Duck Nutrition Information

Duck Nutrition Information
Photo Credit Image by Flickr.com, courtesy of Southern Foodways Alliance

The word "duck" comes from an Old English word meaning "to duck or bend down low." Legend has it that the name came from the duck's method of feeding by up-ending and ducking their heads entirely below the water. Ducks are labeled according to their age, with broiler/fryers being younger than eight weeks and roasters being under 16 weeks old.
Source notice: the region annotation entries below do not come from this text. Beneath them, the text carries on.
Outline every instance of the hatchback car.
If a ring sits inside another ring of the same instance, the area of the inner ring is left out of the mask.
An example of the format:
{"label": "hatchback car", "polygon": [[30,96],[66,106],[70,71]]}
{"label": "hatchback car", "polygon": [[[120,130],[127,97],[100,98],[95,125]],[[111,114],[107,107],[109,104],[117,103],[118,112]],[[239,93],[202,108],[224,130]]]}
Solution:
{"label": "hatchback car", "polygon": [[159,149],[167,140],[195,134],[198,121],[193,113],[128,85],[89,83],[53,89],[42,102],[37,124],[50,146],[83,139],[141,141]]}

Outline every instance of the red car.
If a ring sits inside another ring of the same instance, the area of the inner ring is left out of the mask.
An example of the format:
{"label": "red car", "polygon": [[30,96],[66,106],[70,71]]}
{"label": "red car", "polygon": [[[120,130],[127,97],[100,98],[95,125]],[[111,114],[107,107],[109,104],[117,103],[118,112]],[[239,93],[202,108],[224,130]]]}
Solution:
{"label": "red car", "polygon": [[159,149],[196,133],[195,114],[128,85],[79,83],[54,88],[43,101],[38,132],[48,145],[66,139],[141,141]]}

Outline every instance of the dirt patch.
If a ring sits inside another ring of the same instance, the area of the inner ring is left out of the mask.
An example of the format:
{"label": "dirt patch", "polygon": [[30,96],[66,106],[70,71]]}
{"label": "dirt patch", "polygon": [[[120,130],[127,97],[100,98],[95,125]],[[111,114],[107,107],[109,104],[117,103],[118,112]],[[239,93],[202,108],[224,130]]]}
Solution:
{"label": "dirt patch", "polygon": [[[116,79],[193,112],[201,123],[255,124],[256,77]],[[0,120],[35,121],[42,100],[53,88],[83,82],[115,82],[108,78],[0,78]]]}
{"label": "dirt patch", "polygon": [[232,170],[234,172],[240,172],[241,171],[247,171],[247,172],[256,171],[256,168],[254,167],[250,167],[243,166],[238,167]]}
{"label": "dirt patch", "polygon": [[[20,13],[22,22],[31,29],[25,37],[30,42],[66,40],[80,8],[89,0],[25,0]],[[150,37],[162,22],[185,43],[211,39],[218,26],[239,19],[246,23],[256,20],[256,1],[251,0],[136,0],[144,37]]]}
They're a great source of protein, minerals and vitamins.

Description

The nutritional data in this article are based on 100 grams of only the meat from a domesticated duck that has been roasted. This can be compared to the meat from one half of a roasted duck, which weighs about 221 grams.

Basic Nutrition

A 100 g portion of duck meat has 201 calories. Like all meat, duck is a great source of protein, providing 23.5 grams, or 47 percent, of the recommended daily value (DV). It also has 17 percent of the daily value of total fat, including a large amount of cholesterol (30 percent DV).

Vitamins

Duck is a good source of the B vitamins, providing 25 percent to 28 percent of the daily value of riboflavin and niacin, 15 percent to 17 percent DV of pantothenic acid and thiamine, 13 percent of vitamin B6 and 7 percent of vitamin B12. It also supplies smaller amounts of folate and vitamins A, E and K (2 percent to 5 percent DV).

Minerals

Duck is especially high in selenium (32 percent DV) and phosphorus (20 percent DV), but it's also a good source of zinc (17 percent DV), iron (15 percent DV) and copper (12 percent DV). Eating duck meat will supply 7 percent of the daily value of potassium and 5 percent of magnesium, as well as between 1 percent and 3 percent of manganese, calcium and sodium.

Other Nutrients

While it's high in cholesterol, duck provides small amounts of omega-3 and omega-6 fatty acids, which contribute to heart health. It also supplies 65 mg of choline and 8.4 mg of betaine. These two nutrients are important for cell membranes, lipid metabolism, nerve impulses and reducing levels of homocysteine.

Comparison

The same serving size that includes the skin with the meat results in a significant increase in calories and fat. Calories go up to 337, and fat jumps from 17 percent to 44 percent total fat. However, the amount of cholesterol remains about the same, and the levels of omega-3 and omega-6 fatty acids increase. Omega-3 rises from 140 to 290 mg, and omega-6 goes from 1,290 to 3,360 mg.